The early 19th century was quiet and uneventful for Malta. However the Crimean War (1853-1856) brought prosperity as Malta was on the route between Britain and its campaign against Russia in the Crimea. This prosperity was further enhanced with the opening of the Suez Canal in 1869. More ships now used Valetta harbour on their route through the Mediterranean from Britain to parts of the British Empire especially India.
In 1883 a railway was opened from Valetta to Mdina.
Meanwhile the British allowed the Maltese a limited role in government. From 1835 a Council of Government made up of prominent Maltese was formed to advise the British governor. From 1849 onwards the Maltese were allowed an increasing number of elected representatives.
Malta History in the 20th Century
Following a Maltese Riot in 1919 when British soldiers shot and killed 4 Maltese, the British gave Malta a new constitution and Joseph Howard became the first prime minister. Yet political unrest followed and the constitution was revoked in 1930. It was reinstated in 1932 but was revoked again in 1933.
The early 20th century saw many Maltese emigrated to Britain and to English speaking countries like the USA, Canada and Australia. This migration continued after World War II.
Then on 10 June 1940 Italy declared war on Britain. The very next day he Italians bombed Malta! At first Malta was defended only by three Gloucester gladiator bi-planes referred to as Faith, Hope and Charity. However the British soon sent hurricanes and later spitfires arrived to defend the island.

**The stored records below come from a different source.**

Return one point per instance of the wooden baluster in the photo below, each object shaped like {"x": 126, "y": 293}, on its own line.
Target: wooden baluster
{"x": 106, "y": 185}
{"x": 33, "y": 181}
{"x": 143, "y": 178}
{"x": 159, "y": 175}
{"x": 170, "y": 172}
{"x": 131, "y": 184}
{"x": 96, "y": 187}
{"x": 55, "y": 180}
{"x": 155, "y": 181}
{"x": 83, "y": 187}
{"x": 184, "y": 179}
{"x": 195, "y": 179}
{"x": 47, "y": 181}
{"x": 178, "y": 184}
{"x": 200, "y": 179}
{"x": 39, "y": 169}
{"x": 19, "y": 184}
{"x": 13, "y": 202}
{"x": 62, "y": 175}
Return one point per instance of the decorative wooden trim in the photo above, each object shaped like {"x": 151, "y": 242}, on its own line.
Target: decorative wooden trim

Nevertheless Italian bombing continued. The raids grew worse when aircraft from the German Luftwaffe became involved especially during the period of Rommel’s campaigns in the desert.

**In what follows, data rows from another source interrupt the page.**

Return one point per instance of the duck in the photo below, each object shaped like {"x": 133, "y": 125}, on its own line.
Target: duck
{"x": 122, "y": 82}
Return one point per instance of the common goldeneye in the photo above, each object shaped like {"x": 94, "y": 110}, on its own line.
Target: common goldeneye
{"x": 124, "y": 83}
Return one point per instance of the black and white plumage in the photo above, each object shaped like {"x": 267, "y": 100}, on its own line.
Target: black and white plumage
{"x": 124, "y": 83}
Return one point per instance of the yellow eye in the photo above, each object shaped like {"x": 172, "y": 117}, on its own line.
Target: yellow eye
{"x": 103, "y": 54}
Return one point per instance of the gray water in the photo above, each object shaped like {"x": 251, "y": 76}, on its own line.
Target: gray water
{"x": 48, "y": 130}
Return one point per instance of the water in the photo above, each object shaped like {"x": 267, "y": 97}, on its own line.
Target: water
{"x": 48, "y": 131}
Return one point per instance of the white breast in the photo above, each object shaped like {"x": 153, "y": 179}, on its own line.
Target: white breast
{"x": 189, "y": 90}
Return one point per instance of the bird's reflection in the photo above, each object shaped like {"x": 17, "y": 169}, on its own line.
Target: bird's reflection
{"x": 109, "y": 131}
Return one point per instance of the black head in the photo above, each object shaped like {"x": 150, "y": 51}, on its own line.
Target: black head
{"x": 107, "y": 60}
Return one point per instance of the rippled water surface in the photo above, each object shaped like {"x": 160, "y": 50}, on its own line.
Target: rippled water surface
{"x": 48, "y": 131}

Malta had now, unwittingly, become centre-stage in World War II. It was close to Rommel’s supply route from Italy to Tunisia and the Axis Forces did not want Britain to have a base so close from where they could strike at this vital supply line.
From a British point of view, the Desert War in Egypt was the key starting point for the Allies strategy for the eventual defeat of Hitler. And without Malta, their campaign in the desert was bound to fail.
Throughout this period, more bombs were dropped on Malta (especially Valetta) than were dropped on Britain during the Blitz. And with the Axis Forces blocking the seas around Malta, preventing convoys with supplies getting through, rations in Malta grew very short.
The bravery of the people of Malta did not go unappreciated. On 15 April 1942 King George VI awarded the entire population of Malta with the George Cross, the highest civilian award under the British awards system which equates with the Victoria Cross which is a military award. The Island continued to hold out until the 15th August 1942 when the first relief convoy reached Malta with much needed supplies.
The situation improved after November 1942 when the British won the second battle of El Alamein in Egypt. The Germans and Italians in North Africa eventually surrendered in May 1943 and in July 1943 the allies invaded Sicily.
In 1947 the British granted Malta another constitution together with £30 million to help repair war damage. Nevertheless the Maltese pressed for independence, which they gained on 21 September 1964. At first the Queen was head of state but in 1974 Malta became a republic.
Meanwhile Dominic (Dom) Mintoff of the Labour Party became prime minister in 1971. He weakened ties with Britain and the USA and the last British servicemen left Malta in 1979.
In 1982 Agatha Barbara became the first woman president of Malta. In 1987 the Nationalist Party took power and Eddie Fenech Adami became prime minister.
Malta History in the 21st Century
Malta joined the EU in 2004 and in 2008 Malta joined the Euro. Today the main industry in Malta is tourism although there is also an electronics and a pharmaceuticals industry.